President Trump was ordered by a New York court to personally pay $2 million in damages for improperly using the Trump Foundation to support his 2016 presidential run. Those same activities also implicate campaign finance law.
Shortly before the Iowa caucuses in 2016, Trump campaign staff used the Trump Foundation to organize an event in Iowa. Trump raised six-and-seven figure donations, some of them anonymous, and then distributed the funds at other Iowa campaign events. Some of the checks were emblazoned with the Trump campaign slogan.
CLC’s original complaint alleged that Trump, the Trump campaign and his foundation violated campaign finance law’s ban on soliciting, receiving, directing, and spending “soft money” funds in connection with an election for federal office that did not comply with federal law’s $2,700 contribution limit and disclosure requirements.

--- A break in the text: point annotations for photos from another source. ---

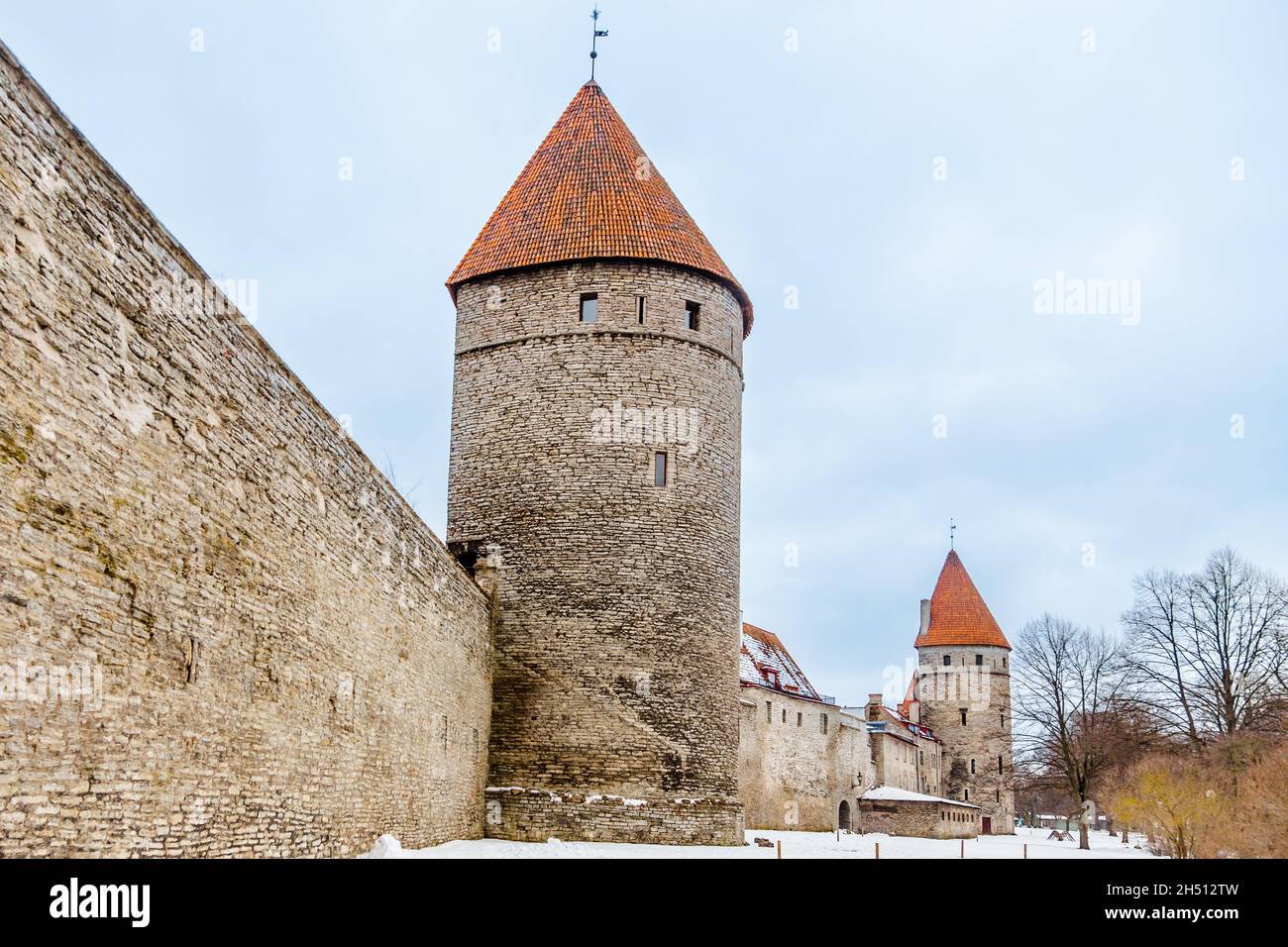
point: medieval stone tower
(964, 689)
(593, 476)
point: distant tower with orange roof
(964, 693)
(595, 463)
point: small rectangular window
(691, 316)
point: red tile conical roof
(589, 192)
(958, 613)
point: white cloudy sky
(810, 169)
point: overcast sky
(912, 169)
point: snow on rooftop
(764, 661)
(892, 793)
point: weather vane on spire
(595, 34)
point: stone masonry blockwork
(617, 634)
(983, 693)
(291, 663)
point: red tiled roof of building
(958, 613)
(764, 661)
(590, 192)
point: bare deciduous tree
(1068, 692)
(1206, 651)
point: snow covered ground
(795, 845)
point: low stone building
(905, 754)
(901, 812)
(803, 761)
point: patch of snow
(385, 847)
(795, 845)
(893, 793)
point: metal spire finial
(593, 38)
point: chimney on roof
(874, 706)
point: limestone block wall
(794, 775)
(618, 629)
(222, 631)
(977, 766)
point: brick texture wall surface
(281, 659)
(794, 776)
(616, 664)
(983, 692)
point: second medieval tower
(964, 689)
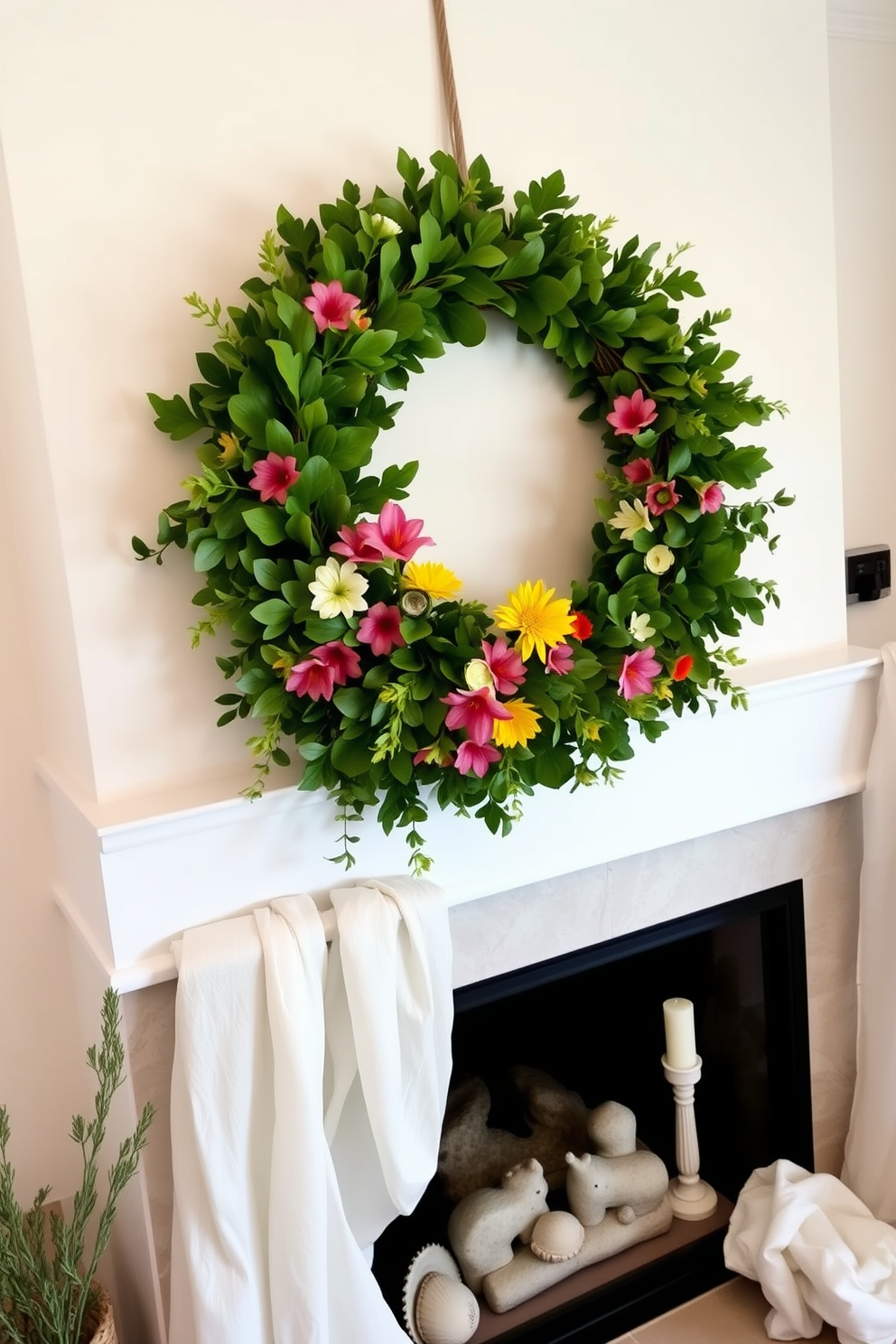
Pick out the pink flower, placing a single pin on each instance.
(273, 477)
(341, 660)
(474, 711)
(683, 667)
(397, 537)
(505, 666)
(327, 667)
(711, 496)
(476, 757)
(312, 677)
(637, 674)
(629, 415)
(661, 498)
(639, 471)
(356, 543)
(380, 630)
(331, 305)
(559, 658)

Following CLC’s original complaint and an investigation conducted by the New York Attorney General, the foundation agreed to dissolve.
Last month, Trump and the foundation acknowledged violating New York charitable and tax law, and also admitted to key factual allegations in CLC’s complaint, including, among other things, that:
- “The campaign planned, organized, and paid for the Iowa fundraiser, with administrative assistance from the foundation;” and
- “The campaign directed the timing, amounts, and recipients of the foundation’s grants.”
Then, a New York judge ordered Trump to personally pay $2 million for “allowing his campaign to orchestrate the [Iowa] fundraiser” and “allowing his campaign, instead of the Foundation, to direct distribution of the funds, and using the [Iowa] fundraiser and distribution of the funds to further Mr. Trump’s political campaign.”
The stipulations of Trump and his foundation and the findings of Justice Scarpella establish that Trump, the Trump campaign and the foundation violated campaign finance law.